I can normally reel off a blog entry but today I can’t even come up with a title. I went the gym so am a bit sweaty to think properly. I got up late. I just can’t sleep at night at the moment. I would rather get some sleep even if it is during the day. I have my rearranged GP appointment tomorrow morning. I can’t miss that. I don’t know why I am bothered to wait for this appointment. I still have a swollen little toe but it is slowly getting better on its own. That is how long you have to wait to be seen face to face now. I probably should get it checked out in case I damaged it. I went to see someone about ingrown toenails. They seem to have made it worse. They grew back more dug in. I may have dodgy feet though as that is genetic (I was screwed from the moment I was born lol). There is a surgical option to fix those feet issues nowadays but I am not keen on it. Also, I want them to freeze my feet before trying to dig anything out next time. It is too far in. They don’t hurt all the time just occasionally I can feel how much they have grown and dug in. That is normally at night which doesn’t help sleep issues. I am going to the supermarket next door after I am finished with the gym today. I literally make myself go the gym when I have to come over here.
I wasn’t going to go for a walk this evening until my mother told me that I should join weight watchers. I feel bad enough about my hair air drying at the moment. It keeps getting caught under the chains on my bag despite being pulled over to one side. I deep moisturised it so don’t want the ends breaking. I wouldn’t mind being nagged about my weight but her genetics make me this way. Both sides I have larger relatives (well the females anyway, a lot of the men are naturally skinny). I knew my fate as I got older. I used to live off of low fat stuff when I was younger and still was a curvy size 8 to 10. I have had a skinny 6 ft female on mothers side question those curves when I was over a stone lighter last time they came over from the country where they live. I do not have the height that allows for excess weight. I was eating low fat, quorn none meat stuff even then but wasn’t approaching mid 30s at that point. I have always walked quite far distances. The only way I managed to lose another kg when my weight was stalling a lot was upping my calories. I also can no longer poop unless I eat over a certain amount of calories. I know that I need to go this evening due to my lower abs being swollen. I have swapped to gluten free cereal (normal stuff bloats me) and basically doing everything I can so quit telling me to do more.
I woke up to the news of the UK reviewing its human rights act this morning. In this review, they are apparently going to waiver the rights of disabled people. They can literally do it legally and we won’t be able to even say it is disability discrimination. It is basically going to legalise what has been happening in this country for a long time. Our lives will be disposable officially. Those of us with long term conditions may find ourselves with DNR on our medical files so that hospitals are not allowed to save us. I don’t have the full details and haven’t been awake long enough to find out full info. I am not sure whether the review has actually been done yet but this has just been ’leaked’.
I am just on a walk to wake up properly.

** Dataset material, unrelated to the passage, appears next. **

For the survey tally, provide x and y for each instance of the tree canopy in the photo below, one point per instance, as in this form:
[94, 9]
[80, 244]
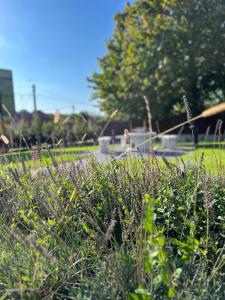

I had to rearrange all of yesterdays plans to today due to ending up too tired. I will be doing some cleaning, printing mothers energy bill out and then going over there for tea this evening. I woke up bloated and really do not like this eating more calories thing. I am scared to death of gaining weight. I have made sure to stick to the rule that as 3000 calories equals a pound gain that I numerically try to balance out the numbers over a week either with cutting calories on alternative days or exercise to burn some. I ate 2,450 yesterday. That was only due to alcohol being included in them (only 2 little bottles). That is the highest I have ever consumed and now I feel so bad about myself. I probably consumed a lot more when I was drinking more alcohol (25 bottles a week at one point) but I wasn’t tracking calories then. The fact that I gained over 2 stone kind of shows that I was going over that 3000 calories mark on a regular basis.
I tried so hard to not have to take my antidepressants until Thursday but I got to the point where I couldn’t function. I got overwhelmed by everything. I was so tired that I had to go for a nap. I need to rest today but hate myself for doing so because I feel fat.
I got up for the doctors appointment but was 20 minutes late they wouldn’t see me so had to rearrange the appointment to Friday at other surgery. It decides to start raining on me and has gone really cold outside. If they had picked up the phone before I left home then I could have gone back to bed. I have to find the mouse that the cats decided to bring in early this morning. He was last seen heading under the fridge. He could now be anywhere. I keep itching due to allergies so not in the most comfortable state. I ate lots of stuff yesterday also uncomfortably bloated. I barely slept due to insomnia. I could do stuff that needs doing at home but I feel too moody and tired to do it. I look like I have been punched in the eyes through lack of sleep. I have to be up longer today because I am going to mums for food later.